Coming back to our old friend Canonical Correlation Analysis (CCA), let us see how researchers were able to appreciate the differences in training dynamics of generalizing and memorizing CNNS.
CCA and its use to appreciate the difference between layers of neural networks have already been discussed here. In this article, we are focusing on different neural networks, having different training dynamics. Researchers at DeepMind and Google Brain built upon SVCCA to develop projection-weighted CCA for comparison among CNNs, where weighted means were used for canonical correlations and their relationship with the underlying representation. So a higher weight was assigned to a CCA vector that was more canonically correlated with the representation.
It must also be remembered that training data in the real world will contain noise as well. Since training dynamics are also impacted by the training data, how do the dynamics vary according to the ‘original signal’ and the accompanying ‘noise’? To answer this, the CCA similarities were compared between layer L at times t throughout training with the same layer L at the final time step T. It was found that the sorted CCA coefficients ρ continued to change well after the network’s performance had converged. It could also be assumed that the un-converged coefficients and their corresponding vectors represented the ‘noise’.
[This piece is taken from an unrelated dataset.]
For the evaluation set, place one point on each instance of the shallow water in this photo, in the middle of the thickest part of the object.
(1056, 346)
The next question that arose was if the CCA vectors that stabilized early in training remained stable. To test this, the CCA vectors were computed between layer L at the time step tₑₐᵣₗᵧ in training and time step T/2. The similarity between the top 100 vectors, which had stabilized early was found to remain stable; and the bottom 100 vectors, which had not stabilized with the representation at all other training steps, continued to vary and therefore likely represented noise. These results suggested that task-critical representations are learned by midway through training, while the noise only approaches its final value towards the end.